AAKA: Trouble at the bowser.
Here’s another Australian word we’ve got that you haven’t. Well, you do have the word, but not in the way that we mean it here in Australia.
The word can mean a generic name for a tanker.
For most kids, and for some adults too, Bowser is the main villain in the ‘Mario’ video games. Here in Australia, it means a fuel dispenser, or in other words, a petrol pump.
There always seems to be “trouble at the bowser” here in Australia. I think it’s part of the rollercoasters price system that I explained in my original post two and a half years ago about the cost of petrol here.
This time, the trouble was that petrol became rather expensive around Christmas. But don’t worry, Coles and Woolworths to the rescue.
I’ve mentioned Coles and Woolworths before in my post called Where’s All My Money Gone? They are the two major supermarket chains here in Australia and they have both always run a promotion where, if you spend more than $30 in the store, you get 4 cents per litre off of petrol you buy from their petrol stations.
Coles has done a deal with Shell and sells petrol through Coles Express. Woolworths has an arrangement with Caltex, Australia’s leading oil refining.
Well, leading up to Christmas, a time where petrol was going to get expensive and supermarket shoppers fill their trolleys to the brim, these kindly supermarket chains increased their petrol discount to 8 cents per litre.
8 cents off! Fantastic!
Given that these two companies are major petrol retailers here in Australia, you would think they could negotiate a great deal when buying their petrol. Now they are going to give 8 cents per litre off?
Surely they would be selling the cheapest petrol in town!
Where I live, if I drive towards the city, I pass three petrol stations within just a few kilometres of each other. First I pass Caltex…..
Then I drive past a small independent petrol station run by a company called Freedom Fuels. They’ve not been going very long; according to their website they started with 11 retail sites and about 50 employees in 2000.
Today they have 57 outlets. This was the price of petrol in the one that I drive past. They don’t have 8 cent discount coupons, they don’t have any supermarkets, but they will give you a discount of four cents per litre if you put more than 40 litres in when you fill up.
- Coles $1.39.9
- Woolworths $1.39.9
- Freedom Fuels $1.30.7
Hmm. So let me get this straight. Coles/Shell and Woolworths/Caltex can’t sell petrol cheaper than a little-known independent company called Freedom Fuels, even after deducting 8 cents per litre?
Does anybody else smell a rat?
So, when is a discount not a discount?
Here’s another example so you can work out the answer to that question yourself.
The Coles Group own a couple of bottle shops, or off-licences as they are known in the UK. One is called Liquorland and the other is called 1st Choice.

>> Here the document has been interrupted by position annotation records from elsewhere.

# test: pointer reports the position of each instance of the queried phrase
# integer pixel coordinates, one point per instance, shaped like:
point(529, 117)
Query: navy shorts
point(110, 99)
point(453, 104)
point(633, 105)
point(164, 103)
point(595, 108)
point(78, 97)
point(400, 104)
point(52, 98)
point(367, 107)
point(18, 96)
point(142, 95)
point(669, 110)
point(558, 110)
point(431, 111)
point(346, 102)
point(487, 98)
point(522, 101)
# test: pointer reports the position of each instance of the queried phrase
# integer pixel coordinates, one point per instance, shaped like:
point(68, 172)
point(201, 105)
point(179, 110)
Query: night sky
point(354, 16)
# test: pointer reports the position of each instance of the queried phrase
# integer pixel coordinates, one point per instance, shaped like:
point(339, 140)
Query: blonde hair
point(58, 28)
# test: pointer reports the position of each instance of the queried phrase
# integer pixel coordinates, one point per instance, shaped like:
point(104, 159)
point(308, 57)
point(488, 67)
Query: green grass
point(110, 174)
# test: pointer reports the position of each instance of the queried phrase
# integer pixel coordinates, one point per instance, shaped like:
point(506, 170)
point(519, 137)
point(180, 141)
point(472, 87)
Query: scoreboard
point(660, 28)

1st Choice sells my wife’s favourite bottle of wine for $8, but they always give you a 5% discount if you buy six or more.
Price of wine = $7.60.
Liquorland occasionally runs a special offer giving 20% discount when you buy six bottles or more. The price of my wife’s favourite bottle of wine there is $10.
Price of wine = $8.00.
Yet, let remind you again, the Coles Group owns both of these bottle shops.
I’m pretty sure I know when the discount is not a discount, you probably do too now as well.
Petrol price comparison with the UK.
For those who like to know, the current average price of unleaded petrol in the UK is about £1.32. With the current exchange rate being around 1.51 Aussie dollars to the British pound, that means petrol in the UK is about $2 a litre. So it’s a good 50% dearer in the UK than it is here.
So, I won’t be buying my petrol from the UK, I’ll stick to Freedom Fuels.